Since some of the best-known scenario planning projects, like Envision Utah, were primarily about exploring growth patterns in fast-growing regions, it is sometimes unclear to practitioners how scenario planning can be utilized in more slowly-growing, or declining cities. Although I agree that some of the most common techniques won’t always apply–sketching growth scenarios, for example–I think there are still opportunities for using scenarios in these places. First, scenarios excel when there is uncertainty or when there are choices to be made (another type of uncertainty). Therefore, scenarios could be used to create alternative redevelopment or placemaking plans, even in the absence of community-wide change. Many cities are also facing the uncertain impacts of climate change–from coastal storms to changing precipitation. Scenarios can play an important role in those settings to foster resilience. A couple projects come to mind, first the Vibrant NEO project for the greater Cleveland area considered both growth and low-growth scenarios, showing how even under lower growth the overall pattern of development would make a difference. Second, Richard Norton conducted simple scenario analyses of Great Lakes coastal communities, creating concrete estimates for how many homes could be at risk unless communities modified their existing regulations.

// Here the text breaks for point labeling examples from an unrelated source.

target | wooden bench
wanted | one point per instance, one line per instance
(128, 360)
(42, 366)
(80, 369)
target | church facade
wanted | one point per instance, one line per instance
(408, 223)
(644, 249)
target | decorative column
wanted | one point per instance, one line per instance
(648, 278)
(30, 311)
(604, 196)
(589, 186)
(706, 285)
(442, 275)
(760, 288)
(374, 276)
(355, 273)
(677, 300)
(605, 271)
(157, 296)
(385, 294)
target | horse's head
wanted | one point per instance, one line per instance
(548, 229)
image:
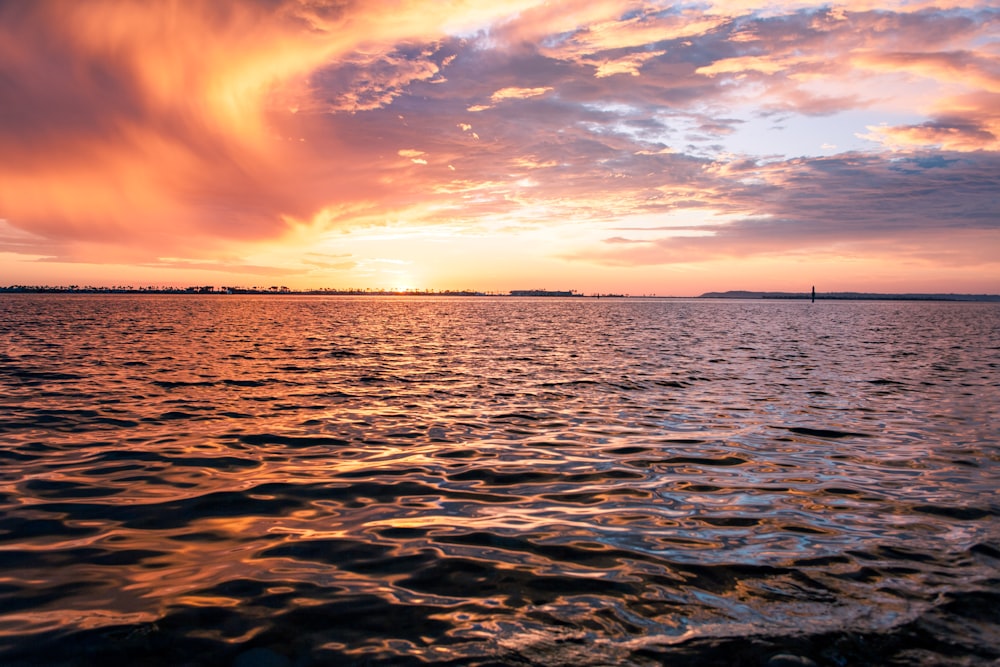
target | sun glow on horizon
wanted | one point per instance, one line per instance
(618, 146)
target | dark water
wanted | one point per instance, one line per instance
(304, 481)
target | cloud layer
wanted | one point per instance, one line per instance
(236, 136)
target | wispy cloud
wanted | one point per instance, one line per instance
(210, 132)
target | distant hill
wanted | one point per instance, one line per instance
(849, 296)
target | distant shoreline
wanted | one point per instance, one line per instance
(543, 294)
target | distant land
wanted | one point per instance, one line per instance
(367, 291)
(849, 296)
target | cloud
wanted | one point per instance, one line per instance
(931, 205)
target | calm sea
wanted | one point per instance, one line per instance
(265, 481)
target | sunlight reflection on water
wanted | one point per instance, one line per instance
(497, 480)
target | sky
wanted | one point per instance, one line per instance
(619, 146)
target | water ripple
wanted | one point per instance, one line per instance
(279, 480)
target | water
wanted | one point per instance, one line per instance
(494, 481)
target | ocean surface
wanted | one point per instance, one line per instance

These examples notwithstanding, the scenario planning community realizes a broader repertoir of methods are needed to use scenarios outside of the typical “how should we grow” situation, and the Lincoln Institute of Land Policy has recently sponsored an RFP for methods on this topic. Stay tuned!

5. I’m sold, but how can I introduce scenarios to my city?

As an academic, I am not sure I can answer this question as well as practitioners who have actually done it! Therefore the first answer is to engage with the Consortium for Scenario Planning where you can connect with like-minded professionals about how and where to introduce scenario methods in your context. What I have seen done in my research is evidence where practitioners use small projects to introduce the idea–for example including scenarios as an appendix, or conducted as a freestanding project outside of a process to produce a plan with a formal legal or regulatory role. These approaches succeed to plant the seeds for more substantial engagements, and also serve to build the organization’s familiarity and skills with the methods. As with any process of adoption, there is probably not a single recipe, but instead skilled practitioners build familiarity with a variety of methods, standing ready to propose them when the time seems right and they are aligned with the project needs.